SETENTA Y DOS
Cuando Titus la vio pensó que se trataba de otra más de aquella multitud de imágenes, pero, al seguir mirándola, se dio cuenta de que no era un rostro entre nubes.
Ella no le había visto abrir los ojos, así que Titus tuvo ocasión de contemplar, por unos momentos, el hielo de su rostro. Cuando volvió la cabeza y vio que la miraba, no trató de suavizar su expresión, pues sabía que la había cogido desprevenida. No, en lugar de eso, le devolvió la mirada, hasta que llegó un momento en que fue como si estuvieran jugando a quién aparta primero la vista y ella fingió no poder seguir poniendo esa cara y su rostro se deshizo en una expresión que era una mezcla de sofisticación, abigarramiento y exquisitez.
—Tú ganas —dijo. Su voz era ligera e indiferente como un villano.

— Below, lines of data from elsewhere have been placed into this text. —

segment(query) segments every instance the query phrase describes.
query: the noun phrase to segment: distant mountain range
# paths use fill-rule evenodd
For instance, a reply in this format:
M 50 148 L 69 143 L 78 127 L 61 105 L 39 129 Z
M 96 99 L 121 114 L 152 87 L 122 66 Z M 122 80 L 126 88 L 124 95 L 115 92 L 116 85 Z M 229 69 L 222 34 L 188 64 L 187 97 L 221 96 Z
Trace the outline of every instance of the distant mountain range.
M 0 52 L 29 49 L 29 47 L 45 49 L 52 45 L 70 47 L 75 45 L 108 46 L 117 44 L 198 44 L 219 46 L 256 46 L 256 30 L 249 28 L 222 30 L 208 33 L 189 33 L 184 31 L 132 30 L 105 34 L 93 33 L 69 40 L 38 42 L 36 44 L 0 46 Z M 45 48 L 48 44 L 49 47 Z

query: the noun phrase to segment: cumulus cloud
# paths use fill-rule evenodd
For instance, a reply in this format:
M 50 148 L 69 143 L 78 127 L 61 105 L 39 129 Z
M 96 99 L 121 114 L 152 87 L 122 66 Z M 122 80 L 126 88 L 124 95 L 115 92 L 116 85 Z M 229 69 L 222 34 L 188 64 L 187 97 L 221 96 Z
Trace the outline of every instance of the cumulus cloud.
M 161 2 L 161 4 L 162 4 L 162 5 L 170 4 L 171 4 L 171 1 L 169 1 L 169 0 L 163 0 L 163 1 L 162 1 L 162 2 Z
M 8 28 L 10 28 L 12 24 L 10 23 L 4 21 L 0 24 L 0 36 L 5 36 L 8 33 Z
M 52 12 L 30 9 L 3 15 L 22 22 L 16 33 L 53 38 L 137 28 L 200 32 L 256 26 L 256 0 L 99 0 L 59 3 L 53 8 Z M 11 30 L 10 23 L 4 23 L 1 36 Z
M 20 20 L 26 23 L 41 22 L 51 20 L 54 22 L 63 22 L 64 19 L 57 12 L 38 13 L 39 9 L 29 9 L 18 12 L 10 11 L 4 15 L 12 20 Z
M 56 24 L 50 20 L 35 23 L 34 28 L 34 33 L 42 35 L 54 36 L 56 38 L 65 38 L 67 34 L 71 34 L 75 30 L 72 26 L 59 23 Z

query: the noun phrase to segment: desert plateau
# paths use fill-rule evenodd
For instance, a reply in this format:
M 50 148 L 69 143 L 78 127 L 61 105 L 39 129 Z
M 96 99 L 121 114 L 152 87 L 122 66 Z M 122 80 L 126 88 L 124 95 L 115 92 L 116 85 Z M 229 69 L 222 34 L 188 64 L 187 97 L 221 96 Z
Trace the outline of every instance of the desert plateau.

—¿Quién eres? —preguntó Titus.
—Eso no importa. Mientras sepas quién eres tú… ¿O sí?
—¿Y quién soy?
—Lord Titus de Gormenghast, septuagésimo séptimo conde. —Las palabras revolotearon como hojas en otoño.
Titus cerró los ojos.
—Gracias a Dios.
—¿Por qué? —dijo Gueparda.
—Por saberlo. Hasta yo había acabado por dudar de ese condenado lugar. ¿Dónde estoy? Me siento el cuerpo ardiendo.
—Lo peor ha pasado.
—¿En serio? ¿Y qué ha sido lo peor?
—La búsqueda. Bebe esto y túmbate.
—Tienes un rostro curioso —dijo Titus—. Es como un paraíso impaciente. ¿Quién eres? ¿Eh? No me contestes, lo sé todo. ¡Eres una mujer! Eso es lo que eres. Así que deja que chupe de tus pechos, como pequeñas manzanas, y juegue con tus pezones con la lengua.
—Desde luego, se nota que te sientes mejor —dijo la hija del científico.